Berawal kekecewaan atas kalahnya tim kesayangan, Arema FC atas Persebaya 2-3 membuat beberapa supporter turun lapangan untuk memberikan support kepada Tim Arema dimana hal ini telah terverifikasi kebenarannya oleh Komnas HAM (Live streaming Mata Najwa, 06-10), dan dibuktikan pada beberapa video yang beredar terlihat seorang supporter Arema memeluk salah satu pemain ditengah lapangan. 
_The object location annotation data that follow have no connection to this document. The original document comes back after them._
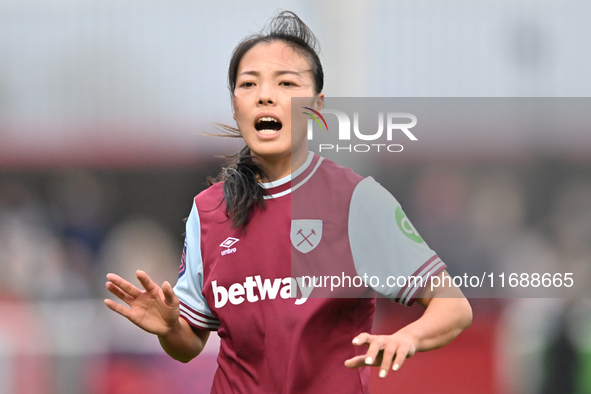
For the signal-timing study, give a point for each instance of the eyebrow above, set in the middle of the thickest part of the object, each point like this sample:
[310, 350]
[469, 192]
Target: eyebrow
[276, 73]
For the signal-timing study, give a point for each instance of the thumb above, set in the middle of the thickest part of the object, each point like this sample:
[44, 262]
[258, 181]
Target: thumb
[169, 296]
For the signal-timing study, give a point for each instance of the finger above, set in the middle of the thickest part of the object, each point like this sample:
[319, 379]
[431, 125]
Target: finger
[146, 281]
[401, 354]
[120, 309]
[387, 356]
[356, 362]
[374, 349]
[124, 285]
[361, 339]
[169, 295]
[117, 292]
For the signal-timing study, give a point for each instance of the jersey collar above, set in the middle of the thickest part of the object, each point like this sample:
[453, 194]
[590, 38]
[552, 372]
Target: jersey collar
[291, 182]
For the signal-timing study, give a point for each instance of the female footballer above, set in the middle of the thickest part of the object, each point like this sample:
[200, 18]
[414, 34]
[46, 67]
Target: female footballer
[244, 233]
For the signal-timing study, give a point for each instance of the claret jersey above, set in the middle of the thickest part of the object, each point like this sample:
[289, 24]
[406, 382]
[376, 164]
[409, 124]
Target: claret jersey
[281, 333]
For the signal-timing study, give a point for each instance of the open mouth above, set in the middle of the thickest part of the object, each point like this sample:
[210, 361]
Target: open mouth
[268, 125]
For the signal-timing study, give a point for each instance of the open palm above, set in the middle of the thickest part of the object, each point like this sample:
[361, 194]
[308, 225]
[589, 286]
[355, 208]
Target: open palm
[154, 309]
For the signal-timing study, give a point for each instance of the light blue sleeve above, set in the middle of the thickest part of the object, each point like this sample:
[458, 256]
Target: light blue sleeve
[386, 245]
[189, 287]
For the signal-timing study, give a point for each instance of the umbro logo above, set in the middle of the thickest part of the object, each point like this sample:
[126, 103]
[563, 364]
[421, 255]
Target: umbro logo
[228, 245]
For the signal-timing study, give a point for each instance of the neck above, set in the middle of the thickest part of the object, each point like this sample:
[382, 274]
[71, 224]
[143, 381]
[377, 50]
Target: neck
[277, 168]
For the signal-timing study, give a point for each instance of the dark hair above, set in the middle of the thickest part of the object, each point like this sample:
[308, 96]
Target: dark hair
[241, 178]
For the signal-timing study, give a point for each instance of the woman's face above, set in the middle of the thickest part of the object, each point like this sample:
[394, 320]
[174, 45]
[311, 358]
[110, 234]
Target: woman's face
[269, 75]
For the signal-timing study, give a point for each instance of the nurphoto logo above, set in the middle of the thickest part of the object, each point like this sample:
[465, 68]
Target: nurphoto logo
[396, 122]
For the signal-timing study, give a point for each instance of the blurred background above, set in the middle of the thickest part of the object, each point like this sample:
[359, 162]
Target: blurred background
[102, 109]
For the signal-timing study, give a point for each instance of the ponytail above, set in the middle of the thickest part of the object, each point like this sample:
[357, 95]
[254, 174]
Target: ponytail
[241, 187]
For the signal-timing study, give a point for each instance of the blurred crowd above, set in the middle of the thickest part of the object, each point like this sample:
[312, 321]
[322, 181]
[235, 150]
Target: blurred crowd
[61, 232]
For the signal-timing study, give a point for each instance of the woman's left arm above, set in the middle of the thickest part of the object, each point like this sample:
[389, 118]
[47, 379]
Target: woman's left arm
[446, 315]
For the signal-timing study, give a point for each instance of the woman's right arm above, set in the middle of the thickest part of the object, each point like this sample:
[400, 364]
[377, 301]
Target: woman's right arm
[156, 310]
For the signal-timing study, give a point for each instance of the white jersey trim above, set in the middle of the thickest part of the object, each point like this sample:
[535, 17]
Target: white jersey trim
[189, 287]
[285, 179]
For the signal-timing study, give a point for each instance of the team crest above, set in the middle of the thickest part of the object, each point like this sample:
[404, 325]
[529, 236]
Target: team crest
[305, 234]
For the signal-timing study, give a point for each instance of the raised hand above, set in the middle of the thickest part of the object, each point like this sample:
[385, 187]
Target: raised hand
[154, 309]
[384, 351]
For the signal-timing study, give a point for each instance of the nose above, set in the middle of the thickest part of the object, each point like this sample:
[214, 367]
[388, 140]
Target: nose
[266, 94]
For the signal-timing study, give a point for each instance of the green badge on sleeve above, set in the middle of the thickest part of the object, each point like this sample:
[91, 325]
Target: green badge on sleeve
[406, 226]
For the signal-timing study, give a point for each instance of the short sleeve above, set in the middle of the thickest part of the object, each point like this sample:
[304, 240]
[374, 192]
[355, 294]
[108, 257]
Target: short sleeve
[189, 287]
[385, 244]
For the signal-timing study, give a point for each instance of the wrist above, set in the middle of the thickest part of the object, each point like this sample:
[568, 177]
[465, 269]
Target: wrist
[173, 329]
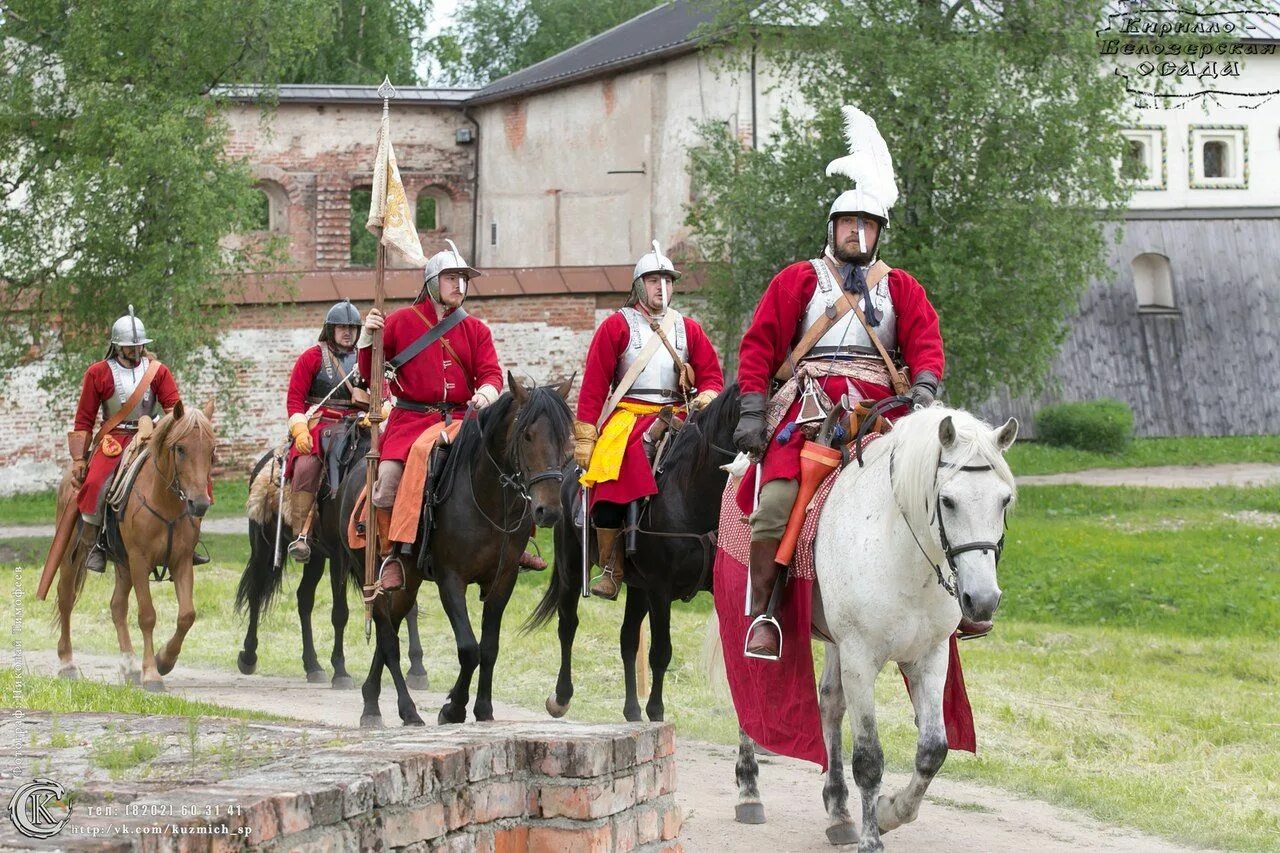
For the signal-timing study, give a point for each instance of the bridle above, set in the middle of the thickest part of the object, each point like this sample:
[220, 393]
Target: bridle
[950, 552]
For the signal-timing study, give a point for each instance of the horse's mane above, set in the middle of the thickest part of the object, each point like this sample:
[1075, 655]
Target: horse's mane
[691, 445]
[915, 447]
[172, 429]
[544, 402]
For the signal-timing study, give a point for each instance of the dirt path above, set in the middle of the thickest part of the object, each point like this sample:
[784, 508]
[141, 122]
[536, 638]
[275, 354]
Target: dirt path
[956, 815]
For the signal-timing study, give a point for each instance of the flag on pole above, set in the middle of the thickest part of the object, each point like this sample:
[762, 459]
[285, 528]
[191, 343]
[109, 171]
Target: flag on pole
[389, 209]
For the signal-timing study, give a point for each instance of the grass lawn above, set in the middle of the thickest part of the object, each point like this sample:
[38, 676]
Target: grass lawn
[1036, 457]
[1134, 671]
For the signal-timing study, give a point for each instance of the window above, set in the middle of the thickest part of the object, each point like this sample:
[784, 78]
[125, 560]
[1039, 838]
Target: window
[364, 245]
[1142, 162]
[1219, 156]
[425, 218]
[1153, 281]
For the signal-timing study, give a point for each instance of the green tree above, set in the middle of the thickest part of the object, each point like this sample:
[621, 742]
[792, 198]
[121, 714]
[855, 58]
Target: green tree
[114, 186]
[490, 39]
[1004, 128]
[365, 41]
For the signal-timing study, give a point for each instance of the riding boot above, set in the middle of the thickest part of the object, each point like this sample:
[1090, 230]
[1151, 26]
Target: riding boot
[609, 582]
[392, 573]
[764, 639]
[96, 557]
[300, 507]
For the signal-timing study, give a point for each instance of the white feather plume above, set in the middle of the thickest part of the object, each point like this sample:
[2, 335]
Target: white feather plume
[868, 164]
Selang beberapa waktu kemudian, supporter lain turut mengikutinya. Hal ini membuat tim keamanan memukul mundur supporter untuk kembali ke tribun, tidak hanya memukul tetapi juga menendang para supporter yang masih berada didalam lapangan. Akibat semakin banyaknya supporter yang turun lapangan, aparat keamanan turut menembakkan gas air mata. Namun sangat disayangkan, gas air mata ditembakkan pula ke arah tribun yang masih penuh dengan penonton. Hal ini mengakibatkan para supporter yang awalnya kondusif diatas tribun berhamburan untuk menyelamatkan diri. Gas air mata yang menimbulkan efek perih pada mata dan pintu stadion yang masih terkunci semakin membuat para supporter kesulitan untuk menyelamatkan diri sehingga sesama supporter saling bertabrakan dan saling injak satu dengan lainnya. Hingga tercatat memakan 131 nyawa melayang, 302 luka ringan dan 21 lagi luka berat dalam tragedi ini https://surabaya.kompas.com/read/2022/10/04/172201278/ini-nama-nama-131-korban-tewas-dalam-tragedi-kanjuruhan

"Satu nyawa pun sudah terlalu banyak, sudah amat sangat banyak. APALAGI INI" ~Najwa Shihab

Kehidupan manusia merupakan suatu dasar terlaksananya hak-hak lain yang melekat padanya dan harus dilindungi, dihormati, dipertahankan dan tidakboleh diabaikan, dikurangi ataupun dirampas oleh siapapun termasuk aparat negara sekalipun, dimana hal tersebut dijadikan pertimbangan pula dalam penyusunan UU tentang pengadilan Hak Asasi Manusia. Baca juga : https://peraturan.bpk.go.id/home/details/44993/uu-no-26-tahun-2000

Menyoroti dalam UU No 26 Tahun 2000 tentang pengadilan HAM Bab III Pasal 7, terdapat dua bentuk pelanggaran Hak Asasi Manusia berat yakni pertama kejahatan Kemanusiaan dan kedua adalah kejahatan Genosida. 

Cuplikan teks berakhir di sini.